In an attempt to elucidate a biological function for RflaF_05439, structural homology searches of the RCSB Protein Data Bank queried with the structure of the second module of the tandem repeat were performed using the DALI search engine [25]. Notable similarity was observed to a putative “xylanase” from Bacteriodes fragilis (PDB entry 2P1G, Z score of 7.8, unpublished) and to a putative endopeptidase from Anabaena variabilis (PDB entry 2HBW, Z score of 7.5, [26]) that belong to the NlpC/P60 superfamily.

NlpC/P60 is an example of a superfamily with members sharing structural similarities that cannot be detected at the sequence level [27]. The NlpC/P60 superfamily of peptidases is characterized by a conserved catalytic triad, which contains cysteine, histidine and a polar residue (i.e., glutamine, aspargine, histidine, glutamate or aspartate) within a catalytic core. Beyond the catalytic core, the structures are highly divergent.

Identification of the second module of the tandem repeat as a candidate member of the NlpC/P60 superfamily according to its 3D structure facilitated further analysis of sequence homology. Interestingly, we found and sequenced a homologous RflaF_05439 gene from the closely related R. flavefaciens strain 17. It should be noted that although the two strains (FD-1 and 17) belong to the same species, their cellulosomal organization is, in some of their respective components, dissimilar [10], [28]. The homologous gene shows a similar organization of two repeated modules separated by a linker sequence and a C–terminal XDoc. RflaF_05439 of R. flavefaciens FD-1, and its homolog of strain 17 shares overall sequence similarity of 39%, with increased similarity of 71% between the respective second NlpC/P60 repeats.
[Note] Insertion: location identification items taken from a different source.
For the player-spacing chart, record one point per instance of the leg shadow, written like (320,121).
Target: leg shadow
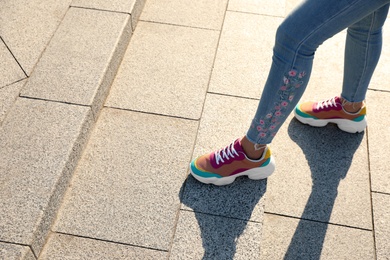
(223,212)
(329,153)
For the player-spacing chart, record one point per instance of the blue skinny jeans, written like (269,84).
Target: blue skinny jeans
(297,39)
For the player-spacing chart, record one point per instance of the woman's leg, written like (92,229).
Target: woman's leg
(296,42)
(297,39)
(362,50)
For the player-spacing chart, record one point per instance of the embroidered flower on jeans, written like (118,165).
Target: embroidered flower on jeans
(268,125)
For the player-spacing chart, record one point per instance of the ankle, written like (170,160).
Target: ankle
(253,151)
(351,107)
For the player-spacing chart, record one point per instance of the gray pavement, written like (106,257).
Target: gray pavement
(103,105)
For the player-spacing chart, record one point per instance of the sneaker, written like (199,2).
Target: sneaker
(224,166)
(319,114)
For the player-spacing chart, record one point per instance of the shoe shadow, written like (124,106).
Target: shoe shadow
(223,212)
(329,153)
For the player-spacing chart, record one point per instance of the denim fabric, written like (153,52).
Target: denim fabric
(297,39)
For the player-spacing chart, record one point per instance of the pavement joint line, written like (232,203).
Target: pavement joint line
(19,80)
(8,48)
(179,25)
(54,101)
(109,241)
(18,244)
(235,96)
(221,216)
(317,221)
(380,192)
(244,12)
(152,113)
(379,90)
(370,184)
(98,9)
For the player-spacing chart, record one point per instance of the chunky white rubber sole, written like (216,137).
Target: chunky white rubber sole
(254,174)
(344,124)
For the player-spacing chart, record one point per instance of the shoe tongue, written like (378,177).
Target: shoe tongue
(237,145)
Multiple sequence alignment of the repeated NlpC/P60 modules of RflaF_05439 from the two strains and five other members of the NlpC/P60 superfamily was performed. The alignment emphasizes the conservation of the catalytic triad (Figure 4). The catalytic histidine residue [29] is strictly conserved among all the NlpC/P60 superfamily members presented in the figure, whereas the catalytic polar residue is divergent. The catalytic cysteine is highly conserved with the notable exception of the first repeat of the homologous module from R. flavefaciens 17. In the latter module, the conserved catalytic cysteine is substituted by serine. The appearance of a catalytic serine, a catalytic histidine and a catalytic polar residue characterizes serine proteases and lipases [27]. Other elements characterizing the NlpC/P60 superfamily, such as specific polar residues, glycines, hydrophobic residues, and small amino acids [27], are also highly conserved in the RflaF_05439 modules. Owing to this analysis, the two tandem repeated modules were hereafter referred to as NlpC/P60_1 and NlpC/P60_2, respectively.

Figure 4. Multiple sequence alignment of selected portions of the RflaF_05439 NlpC/P60 repeats from R. flavefaciens strain FD-1 with those of the homologous protein in strain 17 and selected members of the NlpC/P60 superfamily.

Multiple sequence alignments were constructed using ClustalW. The numbers within the alignment represent corresponding stretches of non-conserved residues that are not shown. Highly conserved residues in the NlpC/P60 superfamily are highlighted as follows: red – catalytic (including Tyr which is responsible for oxyanion hole formation), gray - hydrophobic, green - small, cyan - polar. Symbols: asterisks - full conservation; colons - strongly similar; periods - weakly similar. The sequences are denoted by their gene name preceded by the species abbreviation: Rf, R. flavefaciens; Bs, Bacillus subtilis; Ec, Escherichia coli. AvPCP represents endopeptidase from Anabaena variabilis denoted by its PDB code (2HBW). Secondary structural elements (enumerated β strands and α helixes) are indicated.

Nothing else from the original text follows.